In the traditional philosophical and scientific studies of consciousness, explanation of intentionality was generally based on theories of consciousness. On the contrary, in the recent cognitive approaches, consciousness depends on intentionality: conscious access to mental contents becomes a secondary issue compared to the study of the treatment of information. That is, there is a cognitive reversal between the problem of consciousness and the problem of intentionality. This cognitive reversal was mainly introduced by Henri Atlan from 1990. In his initiating article “Project and significance in the networks of automata”, Atlan showed that within the framework of cognitive science, intentionality is a special form of causality that has the ability to achieve certain aims and to operate on some informational contents. Such a system can adapt its program when it is faced with a new field of meanings. To Atlan, the human being is thus capable of creating indefinitely the novelty. Karl Pribram also sought in the same period to renew the “mind-body” relationship within the framework of the cognitive reversal. From researchs of localization of cognitive functions in brain, Pribram distinguished three modules of consciousness. The first module, related to our voluntary actions, includes a twofold pathway: a pathway located at the level of vegetative regulation systems, which concerns the involuntary processes of retroactive controls (feedback) of intentions; and a pathway located at the cerebellum level, which uses proactive controls (feedforward) allowing to calculate and to fit in advance the prehensions and actions of objects. The second module, located at the level of the sensory-motor cortex, concerns the awareness of object. It is constituted by the projection of stimuli from the sensory and muscular surfaces towards the external environment where action takes place. In the third module, at the frontal cortex level, conscious attention results of information processing system that lets the narrative consciousness get a flexible treatment of usual behaviors. In sum, in the cognitivist approach of Pribram, consciousness becomes the property of some functional neuronal circuits to possess the power of “self-scanning”.

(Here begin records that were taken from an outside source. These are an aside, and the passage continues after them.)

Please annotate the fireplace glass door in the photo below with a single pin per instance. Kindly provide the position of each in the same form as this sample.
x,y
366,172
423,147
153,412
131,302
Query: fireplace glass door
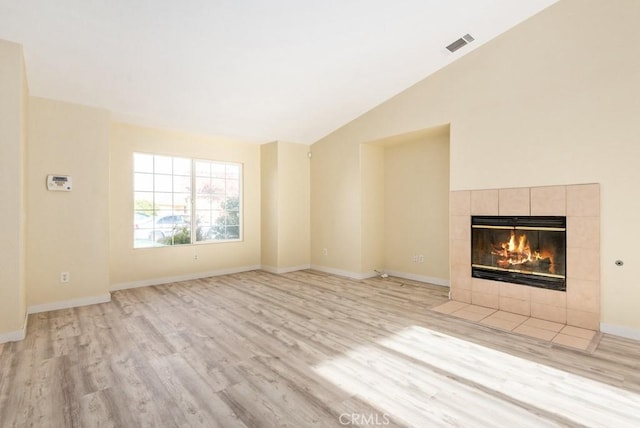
x,y
522,250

In this context of cognitive reversal, several researchers such as Alain Berthoz, Vilayanur Ramachandran and Andy Clark, showed that human cognition is able to define its own objective and create its own field of meanings. To Berthoz, cognitive systems build partial representations of environment by using one of four following spatial reference systems: 1) retino-tropic system, which allows to locate the objects compared to the position of eyes; 2) vestibular system of the inner ear, which allows to locate the objects compared to three axes of movements of the head; 3) postural system which locates the objects compared to vertical axe of the body; 4) some members of the body, such as hands, feet, etc. To Ramachandran, the visual system can use an algorithm calculated from the constraints observed in the living environment, and build thus a useful representation of the environmental scene by combining partial information. To Clark, adaptation of the cognitive system can be obtained by multiple feedback loops allowing a robot, for example, to recalculate the movement necessary to success of the operation. The cognitive reversal between consciousness and intentionality, therefore, leads to a richer model in which human permanently possesses a cognitive self-control and operates thus in a field open of meanings.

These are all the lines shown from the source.